Having been headquartered in London since 1993, the world’s fifth-largest bank has towered above the capital from its 650 foot Canada Square skyscraper since 2002.
From there it has overshadowed the antediluvian City of London as the premier symbol of UK financial services; craning shots of Canary Wharf a mainstay of post-2008 media coverage on Europe’s banking clout.
In its most recent results for Q3 2015, Asia accounted for 62% of the bank’s pre-tax profits (compared to 32% from Europe), so the long-running drama of whether or not it should move its HQ to Hong Kong seemed sensible. Or did it?

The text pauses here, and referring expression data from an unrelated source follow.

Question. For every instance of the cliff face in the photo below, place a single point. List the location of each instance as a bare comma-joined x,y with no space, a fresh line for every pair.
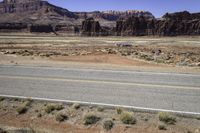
113,15
38,14
18,6
36,11
181,23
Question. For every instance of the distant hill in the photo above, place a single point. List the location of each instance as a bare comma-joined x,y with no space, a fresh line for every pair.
42,12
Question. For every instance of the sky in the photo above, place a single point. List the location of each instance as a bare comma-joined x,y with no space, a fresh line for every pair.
157,7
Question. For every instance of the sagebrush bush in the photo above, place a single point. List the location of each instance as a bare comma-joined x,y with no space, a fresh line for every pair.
108,124
91,119
2,99
21,109
76,106
162,127
61,117
119,110
100,109
167,118
50,108
127,118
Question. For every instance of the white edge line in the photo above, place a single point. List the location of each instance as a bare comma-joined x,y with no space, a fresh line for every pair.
100,70
103,104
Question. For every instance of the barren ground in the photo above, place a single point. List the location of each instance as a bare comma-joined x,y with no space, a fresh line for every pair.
179,54
176,54
36,118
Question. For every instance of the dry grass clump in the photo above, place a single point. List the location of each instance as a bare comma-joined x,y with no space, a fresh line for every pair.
162,127
108,124
24,107
76,106
119,110
100,109
166,118
2,99
51,107
127,118
61,117
90,119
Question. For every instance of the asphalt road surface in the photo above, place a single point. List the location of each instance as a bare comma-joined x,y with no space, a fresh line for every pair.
167,91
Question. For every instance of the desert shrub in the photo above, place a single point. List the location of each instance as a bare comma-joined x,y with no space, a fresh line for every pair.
2,99
167,118
76,106
21,109
127,118
39,115
119,110
50,108
61,117
91,119
108,124
100,109
198,117
27,103
162,127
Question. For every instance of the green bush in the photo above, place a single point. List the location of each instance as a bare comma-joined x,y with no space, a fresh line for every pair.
127,118
2,99
50,108
167,118
119,110
91,119
61,117
21,109
100,109
108,124
162,127
76,106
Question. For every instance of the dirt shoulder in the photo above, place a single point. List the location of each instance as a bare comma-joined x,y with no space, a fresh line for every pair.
63,117
181,54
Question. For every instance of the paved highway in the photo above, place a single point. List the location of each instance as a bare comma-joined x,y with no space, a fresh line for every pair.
163,91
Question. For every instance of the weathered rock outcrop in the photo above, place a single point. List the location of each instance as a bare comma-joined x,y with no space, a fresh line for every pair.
7,27
39,11
90,27
113,15
182,23
41,28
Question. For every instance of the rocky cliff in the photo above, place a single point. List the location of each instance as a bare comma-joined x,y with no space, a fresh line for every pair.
180,23
41,16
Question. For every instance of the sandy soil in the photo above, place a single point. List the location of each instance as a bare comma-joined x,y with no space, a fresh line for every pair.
146,122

For some commentators, relocation was never a serious option, or at least a move to that part of Asia.
“The idea that suddenly Chinese regulation would be better than London brings to mind the idea of the frying pan and the fire,” says Justin Urquhart Stewart, head of corporate development at Seven Investment Management.

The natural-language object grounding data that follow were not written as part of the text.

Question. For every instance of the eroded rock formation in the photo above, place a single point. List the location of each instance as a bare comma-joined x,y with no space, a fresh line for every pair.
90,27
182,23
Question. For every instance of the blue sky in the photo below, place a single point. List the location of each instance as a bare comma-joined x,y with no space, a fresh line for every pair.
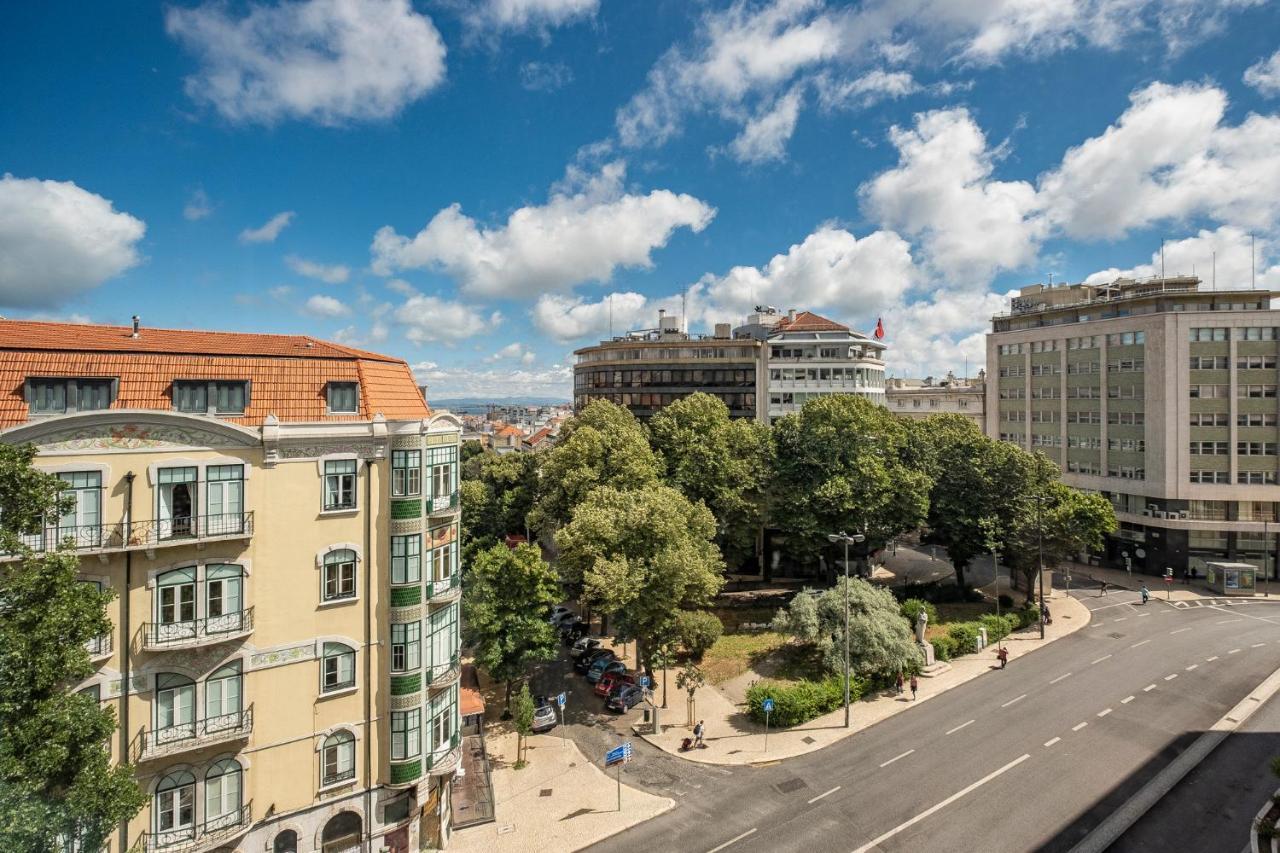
471,186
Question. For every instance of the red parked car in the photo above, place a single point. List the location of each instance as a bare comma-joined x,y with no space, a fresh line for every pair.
611,680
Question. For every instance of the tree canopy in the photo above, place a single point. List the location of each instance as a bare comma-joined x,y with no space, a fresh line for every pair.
56,781
641,556
506,597
725,463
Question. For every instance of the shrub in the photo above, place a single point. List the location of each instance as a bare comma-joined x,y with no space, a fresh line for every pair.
965,637
799,702
912,611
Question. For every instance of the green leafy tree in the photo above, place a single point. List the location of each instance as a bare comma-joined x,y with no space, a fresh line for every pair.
641,556
506,597
974,480
56,780
844,464
696,630
1054,520
725,463
522,717
881,643
603,445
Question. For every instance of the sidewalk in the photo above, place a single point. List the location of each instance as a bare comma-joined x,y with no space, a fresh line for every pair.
560,802
734,739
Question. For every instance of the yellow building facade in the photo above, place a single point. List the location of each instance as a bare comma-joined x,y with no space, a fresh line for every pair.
278,518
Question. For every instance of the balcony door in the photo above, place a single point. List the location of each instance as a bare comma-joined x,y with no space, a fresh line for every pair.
177,502
176,708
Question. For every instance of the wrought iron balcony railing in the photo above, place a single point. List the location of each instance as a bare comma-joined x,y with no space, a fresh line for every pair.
199,835
158,637
182,737
142,534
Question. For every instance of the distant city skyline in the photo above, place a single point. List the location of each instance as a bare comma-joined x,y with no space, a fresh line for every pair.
480,187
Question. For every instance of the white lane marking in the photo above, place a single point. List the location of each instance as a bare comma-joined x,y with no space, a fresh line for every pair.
896,757
750,831
932,810
824,794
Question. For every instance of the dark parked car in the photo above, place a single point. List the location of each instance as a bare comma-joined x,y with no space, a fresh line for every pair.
544,715
625,698
600,666
584,662
584,646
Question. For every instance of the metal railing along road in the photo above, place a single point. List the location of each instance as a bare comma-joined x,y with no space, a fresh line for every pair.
196,632
154,743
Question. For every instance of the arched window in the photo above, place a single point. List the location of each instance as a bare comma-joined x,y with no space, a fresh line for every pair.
223,697
176,808
337,667
223,794
338,758
339,575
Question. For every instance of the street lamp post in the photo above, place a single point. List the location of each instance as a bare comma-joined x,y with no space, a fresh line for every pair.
845,538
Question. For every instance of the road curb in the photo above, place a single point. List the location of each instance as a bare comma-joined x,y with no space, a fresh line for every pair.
1110,830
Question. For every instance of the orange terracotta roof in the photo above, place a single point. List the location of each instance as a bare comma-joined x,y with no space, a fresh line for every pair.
809,322
287,374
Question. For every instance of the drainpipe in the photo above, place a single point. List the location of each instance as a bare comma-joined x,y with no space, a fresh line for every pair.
124,641
369,651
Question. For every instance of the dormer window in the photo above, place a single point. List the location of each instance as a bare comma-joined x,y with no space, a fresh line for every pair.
343,397
210,396
63,395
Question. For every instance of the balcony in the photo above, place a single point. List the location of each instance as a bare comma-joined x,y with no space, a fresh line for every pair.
159,637
136,536
200,836
184,737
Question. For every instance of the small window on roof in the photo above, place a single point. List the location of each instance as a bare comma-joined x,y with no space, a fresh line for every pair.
342,397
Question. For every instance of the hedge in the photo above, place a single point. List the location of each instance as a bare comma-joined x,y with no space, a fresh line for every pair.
800,701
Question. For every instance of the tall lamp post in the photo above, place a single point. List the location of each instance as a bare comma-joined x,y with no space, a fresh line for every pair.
855,538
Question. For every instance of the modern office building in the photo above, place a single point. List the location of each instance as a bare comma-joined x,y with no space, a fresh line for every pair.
919,398
763,369
1159,395
279,520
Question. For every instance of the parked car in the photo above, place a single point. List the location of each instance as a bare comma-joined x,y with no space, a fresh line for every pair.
609,680
544,715
625,698
584,662
600,666
584,644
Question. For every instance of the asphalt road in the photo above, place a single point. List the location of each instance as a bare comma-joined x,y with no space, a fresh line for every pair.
1027,758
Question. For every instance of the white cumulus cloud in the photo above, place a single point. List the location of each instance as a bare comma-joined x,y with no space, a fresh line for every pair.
581,235
58,241
325,60
269,231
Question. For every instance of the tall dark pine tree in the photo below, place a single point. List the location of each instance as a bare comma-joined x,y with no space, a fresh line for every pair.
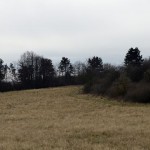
95,64
64,66
133,57
47,72
2,72
133,62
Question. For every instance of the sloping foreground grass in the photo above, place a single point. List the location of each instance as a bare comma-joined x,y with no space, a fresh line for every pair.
65,119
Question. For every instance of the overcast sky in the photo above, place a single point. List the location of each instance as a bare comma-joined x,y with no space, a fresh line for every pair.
77,29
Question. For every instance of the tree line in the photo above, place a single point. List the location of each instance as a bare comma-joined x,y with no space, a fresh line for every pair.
130,80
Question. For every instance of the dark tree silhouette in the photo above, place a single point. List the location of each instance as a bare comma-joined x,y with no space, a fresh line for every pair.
64,66
95,64
47,71
133,57
2,70
133,62
35,71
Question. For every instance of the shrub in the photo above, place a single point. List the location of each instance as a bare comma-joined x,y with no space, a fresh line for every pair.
120,87
139,92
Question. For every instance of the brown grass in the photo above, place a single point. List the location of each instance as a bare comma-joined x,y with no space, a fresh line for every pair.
65,119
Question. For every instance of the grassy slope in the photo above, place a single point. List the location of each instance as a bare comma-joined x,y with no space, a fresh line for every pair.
63,118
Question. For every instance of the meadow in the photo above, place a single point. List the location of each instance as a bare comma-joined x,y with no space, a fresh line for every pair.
65,119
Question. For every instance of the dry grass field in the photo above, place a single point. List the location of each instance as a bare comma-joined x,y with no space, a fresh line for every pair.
65,119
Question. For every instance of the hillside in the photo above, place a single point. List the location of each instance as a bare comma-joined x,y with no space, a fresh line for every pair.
65,119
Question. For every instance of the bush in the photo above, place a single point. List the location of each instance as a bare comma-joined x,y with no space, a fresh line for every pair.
139,93
120,87
87,87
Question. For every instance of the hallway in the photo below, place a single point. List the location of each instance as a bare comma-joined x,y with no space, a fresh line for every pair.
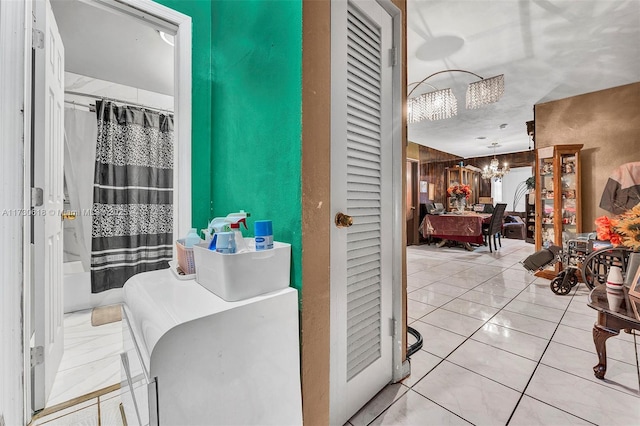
501,348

"While HSBC’s decision may well have spared the blushes of David Cameron and others promoting the UK’s place on world stage, there remain significant threats ahead"
“If you are trying to run a global operation, Hong Kong is no longer the place to be, rather if you want to be in the Far East it is Singapore that is more attractive.

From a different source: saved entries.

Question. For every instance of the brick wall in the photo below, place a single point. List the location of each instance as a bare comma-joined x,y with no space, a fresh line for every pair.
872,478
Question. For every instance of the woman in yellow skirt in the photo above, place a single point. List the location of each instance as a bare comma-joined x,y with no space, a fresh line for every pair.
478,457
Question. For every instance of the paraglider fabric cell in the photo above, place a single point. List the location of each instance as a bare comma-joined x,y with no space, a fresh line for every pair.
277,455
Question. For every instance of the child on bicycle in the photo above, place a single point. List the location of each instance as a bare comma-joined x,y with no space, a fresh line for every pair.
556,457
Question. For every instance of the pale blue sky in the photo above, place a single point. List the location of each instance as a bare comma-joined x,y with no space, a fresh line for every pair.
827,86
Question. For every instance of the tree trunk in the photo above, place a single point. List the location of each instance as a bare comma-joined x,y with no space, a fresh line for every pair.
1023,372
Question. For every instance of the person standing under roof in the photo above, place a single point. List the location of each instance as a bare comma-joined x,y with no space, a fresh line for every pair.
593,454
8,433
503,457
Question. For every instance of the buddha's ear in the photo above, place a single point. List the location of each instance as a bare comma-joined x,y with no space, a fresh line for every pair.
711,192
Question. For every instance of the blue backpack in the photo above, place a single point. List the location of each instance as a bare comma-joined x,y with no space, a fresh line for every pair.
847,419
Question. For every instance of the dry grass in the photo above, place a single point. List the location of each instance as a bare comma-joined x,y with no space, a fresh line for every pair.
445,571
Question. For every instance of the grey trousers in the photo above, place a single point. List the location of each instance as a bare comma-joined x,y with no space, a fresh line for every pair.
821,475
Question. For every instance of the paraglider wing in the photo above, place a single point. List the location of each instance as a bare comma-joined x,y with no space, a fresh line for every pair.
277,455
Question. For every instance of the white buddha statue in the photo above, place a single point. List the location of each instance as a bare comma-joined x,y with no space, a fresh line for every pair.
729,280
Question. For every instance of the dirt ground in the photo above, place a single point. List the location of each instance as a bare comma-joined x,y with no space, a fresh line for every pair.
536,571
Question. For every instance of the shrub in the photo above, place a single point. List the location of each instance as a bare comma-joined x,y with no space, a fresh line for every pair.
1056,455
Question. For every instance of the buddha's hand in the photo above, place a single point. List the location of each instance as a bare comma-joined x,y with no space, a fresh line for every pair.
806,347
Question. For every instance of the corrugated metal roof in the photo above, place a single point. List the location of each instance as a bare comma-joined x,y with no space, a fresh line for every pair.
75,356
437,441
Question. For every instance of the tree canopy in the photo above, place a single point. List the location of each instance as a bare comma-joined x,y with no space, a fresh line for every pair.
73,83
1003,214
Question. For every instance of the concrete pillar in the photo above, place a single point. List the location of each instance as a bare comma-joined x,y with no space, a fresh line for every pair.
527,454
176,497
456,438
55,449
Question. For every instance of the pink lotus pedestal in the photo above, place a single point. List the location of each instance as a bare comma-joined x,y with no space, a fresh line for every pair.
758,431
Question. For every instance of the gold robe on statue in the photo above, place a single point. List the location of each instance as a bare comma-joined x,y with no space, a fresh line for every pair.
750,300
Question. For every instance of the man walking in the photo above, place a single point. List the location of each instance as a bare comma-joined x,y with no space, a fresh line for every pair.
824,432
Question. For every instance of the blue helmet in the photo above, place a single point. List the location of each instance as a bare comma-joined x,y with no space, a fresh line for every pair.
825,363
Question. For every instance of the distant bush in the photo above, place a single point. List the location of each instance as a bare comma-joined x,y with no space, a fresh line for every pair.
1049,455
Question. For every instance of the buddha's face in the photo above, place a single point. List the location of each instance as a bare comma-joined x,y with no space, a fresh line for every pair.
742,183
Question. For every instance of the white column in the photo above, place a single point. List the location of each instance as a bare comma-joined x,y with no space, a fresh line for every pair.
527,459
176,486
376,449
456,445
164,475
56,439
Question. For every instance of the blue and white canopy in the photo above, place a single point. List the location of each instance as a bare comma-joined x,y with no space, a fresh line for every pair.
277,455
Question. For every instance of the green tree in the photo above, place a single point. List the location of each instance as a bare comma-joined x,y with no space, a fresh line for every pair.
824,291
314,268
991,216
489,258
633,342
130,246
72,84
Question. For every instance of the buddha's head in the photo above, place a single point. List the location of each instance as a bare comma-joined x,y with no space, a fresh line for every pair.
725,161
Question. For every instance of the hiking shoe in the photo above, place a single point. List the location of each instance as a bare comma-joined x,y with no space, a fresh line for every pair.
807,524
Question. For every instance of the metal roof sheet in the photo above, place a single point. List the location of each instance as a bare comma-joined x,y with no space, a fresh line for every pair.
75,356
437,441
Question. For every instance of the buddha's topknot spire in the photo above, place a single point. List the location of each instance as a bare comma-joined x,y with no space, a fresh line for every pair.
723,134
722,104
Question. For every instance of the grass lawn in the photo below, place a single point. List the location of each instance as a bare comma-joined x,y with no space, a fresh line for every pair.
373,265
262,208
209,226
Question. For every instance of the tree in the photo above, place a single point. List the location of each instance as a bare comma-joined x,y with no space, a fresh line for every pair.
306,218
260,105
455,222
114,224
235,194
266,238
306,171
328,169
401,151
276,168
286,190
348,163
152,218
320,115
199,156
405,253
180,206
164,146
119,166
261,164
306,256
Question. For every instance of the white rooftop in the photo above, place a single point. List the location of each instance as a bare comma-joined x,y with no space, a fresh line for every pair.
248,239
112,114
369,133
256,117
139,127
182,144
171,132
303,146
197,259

"But frankly Singapore does not have the capacity that London has and so if you want to draw on the right resources of people and facilities in depth, you really don’t have too much choice.”
Hong Kong, opines Urquhart Stewart, stands in the “shadow” of China: “Today it’s one country, two systems and it’ll be one country and probably one system eventually.
“Even a lot of Chinese money bypasses Hong Kong and goes directly to Singapore which is seen as being much more international efficient, and some would say officious, in its haul of regulation from the Monetary Authority of Singapore (MAS).”